Just like that, Federal Reserve policy makers have two fewer reasons to cut rates when they meet next month. They may cut them anyway.
On Tuesday morning, the Labor Department reported that inflation is starting to run a bit warmer. Overall consumer prices rose 0.3% in July from a month earlier, while core prices, which exclude food and energy items to better capture inflation’s trend, rose 0.3% as well. That put core prices up 2.2% versus a year earlier, the largest increase since December.
Even 2.2% counts as tame, and suggests that the Fed’s preferred measure of core prices, which runs cooler than the Labor Department’s, will remain below the central bank’s 2% inflation target. Still, after the two largest back-to-back monthly increases in core prices since 2006—when, as JPMorgan Chase economist Michael Feroli points out, the Fed was on the inflation-fighting warpath—it is harder to get worked up about “too low” inflation. Especially with the unemployment rate at 3.7%.

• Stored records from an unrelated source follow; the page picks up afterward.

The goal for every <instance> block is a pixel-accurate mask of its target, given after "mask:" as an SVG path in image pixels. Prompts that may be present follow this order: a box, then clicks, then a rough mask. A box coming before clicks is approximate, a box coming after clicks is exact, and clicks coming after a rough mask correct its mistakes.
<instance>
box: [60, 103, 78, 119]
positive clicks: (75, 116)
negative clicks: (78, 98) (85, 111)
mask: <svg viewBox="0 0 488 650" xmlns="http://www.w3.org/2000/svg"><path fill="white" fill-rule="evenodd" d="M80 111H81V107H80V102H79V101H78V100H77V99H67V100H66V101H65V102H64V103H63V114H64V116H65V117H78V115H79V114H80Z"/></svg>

Then, shortly after the inflation figures came out, the Trump administration said it would delay tariffs on Chinese cellphones, laptop computers, toys and some other items until Dec. 15. That greatly reduces the scope of imports—originally some $300 billion worth—that were set to be hit with a 10% levy on Sept. 1. Stocks shot higher, long-term Treasury yields rose, and the possibility that the U.S. is facing a marked slowdown—one that the Fed would want to get ahead of by cutting rates—seemed radically diminished.
Nonetheless, interest-rate futures markets still suggest that investors believe a September rate cut is a sure thing. That alone might count as a reason for the Fed to ease, since holding rates steady when everyone thinks they are heading lower could prove disruptive.
But this isn’t a great reason to lower rates—or at least not a great reason for a central bank to say out loud. If and when a cut comes next month, it will be interesting to hear the Fed’s explanation for it.